Working in small groups or pairs, complete the following exercises.

Required Packages

The following packages will be required or may come in handy.

library(dplyr)
library(readr)
library(tidyr)
library(knitr)

Exercises

  1. Use command c() to create vectors as listed below and check their class as you go. For factor class, check it’s levels and label it.

          i) Integers from 1 to 5 and name it vect_int.

          ii) Double numeric variables from 0.5 to 3.5 incrementing it 1, and name it vect_dbl.

          iii) Character variables using name of the colours red, green, blue, yellow, white and name it vect_char.

         iv) Factor variables using very low, low, medium, high, very high and name it vect_fact. Order the levels and name it vect_fact2 then check the levels again.

  1. Use ordered=TRUE argument for vect_fact2 and name it vect_fact3. Type vect_fact3 in the console to see the structure.

  2. Combine vect_int and vect_fact3 using c() command, name it as vect_comb. Guess the type of vect_comb’s class.

  3. Use the vectors you created in the previous exercise and create a list and name it vect_list. Check the structure of vect_list. Add states of Australia as a vector to the list and name it vect_list2 (Hint: Use append() function). Check the structure then name the elements of the list as comp1, comp2, …,comp8.

           i) Select the third element of comp5.

           ii) Select the second, fourth and eighth component of the list all together.

  1. Create a 5×4 numeric matrix using seq(0,36,by=2). Check out the warning message, notice that 5th row, 4th column is 0. Explain in a few words the reason of the warning and what this is called. (Hint: Refresh your memory with swirl package). Save this matrix as mat1, check the structure and attributes of it.

  2. Create a matrix from vect_char and vect_fact3 using row-bind and column-bind and name it m1 and m2 respectively. Pick a suitable bind function to add m2 onto mat1 to create 5×6 matrix, name it mat2, check the attributes and structure. Have you noticed that the columns don’t have names?

  3. Create a matrix with vect_dbl and c(1,2,3,4), name it m3. Then combine m2 and m3 using column-bind. Explain in a few words what went wrong.

  4. Add column names to the matrix mat2 and name it seq1, seq2, seq3, seq4, colours, factor1. Add row names to the matrix mat2 and name it x1, x2, x3, x4, x5. Check attributes.

  5. Create a data frame using vectors vect_int and vect_char and name it df1. Check it’s structure.

  6. Add vect_fact3 onto df1 as a third column and name it df3. Check the structure. Now add vect_dbl to df3. Discuss the reason why we can’t combine vect_dbl and df3.

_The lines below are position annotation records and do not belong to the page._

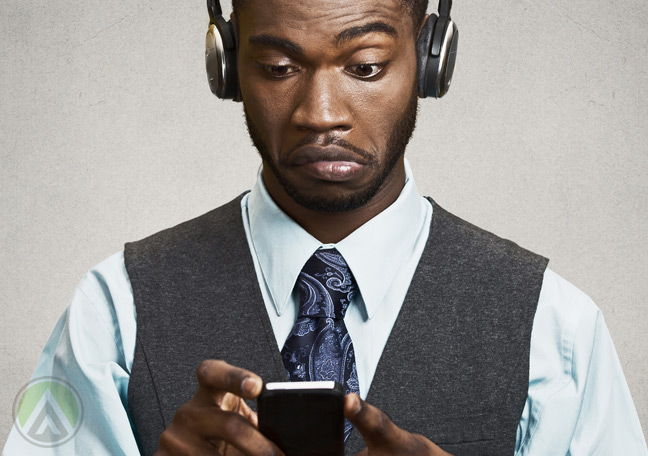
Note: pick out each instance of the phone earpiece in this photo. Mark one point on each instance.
(220, 54)
(436, 49)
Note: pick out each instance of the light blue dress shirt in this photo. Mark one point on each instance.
(578, 401)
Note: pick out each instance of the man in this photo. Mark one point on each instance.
(467, 342)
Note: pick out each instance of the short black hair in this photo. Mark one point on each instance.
(416, 9)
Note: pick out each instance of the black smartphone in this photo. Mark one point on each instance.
(303, 418)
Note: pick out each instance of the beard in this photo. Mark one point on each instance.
(396, 144)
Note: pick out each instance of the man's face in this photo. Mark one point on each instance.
(329, 95)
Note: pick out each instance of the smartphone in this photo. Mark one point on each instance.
(303, 418)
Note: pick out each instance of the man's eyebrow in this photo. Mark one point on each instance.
(355, 32)
(275, 41)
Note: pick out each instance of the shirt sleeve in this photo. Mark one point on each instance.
(91, 349)
(578, 402)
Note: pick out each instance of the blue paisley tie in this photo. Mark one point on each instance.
(319, 346)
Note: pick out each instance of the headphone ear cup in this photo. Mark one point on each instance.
(220, 59)
(423, 55)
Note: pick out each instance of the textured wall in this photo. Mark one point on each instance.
(108, 132)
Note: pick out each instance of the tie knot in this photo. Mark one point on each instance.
(326, 285)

  7. Add column and row names to df3. Set the column names to numbers, colours, scale and row names to r1, r2, r3, r4, r5.

  8. Subset df3 by row numbers, only select the fourth and fifth rows. Then subset df3 by column numbers, only select first and third columns. For both tasks use subsetting by row/column number and then the row/column name. Subset the third column using $ operator.

  9. Convert df3’s columns using as.

         i) The numbers column into numeric,

         ii) The colours and the scale column into character.

         iii) Check the structure of df3.

  1. Convert mat2 into a dataframe and df3 to a matrix. Use is.matrix() and is.data.frame() functions to check the type after you convert.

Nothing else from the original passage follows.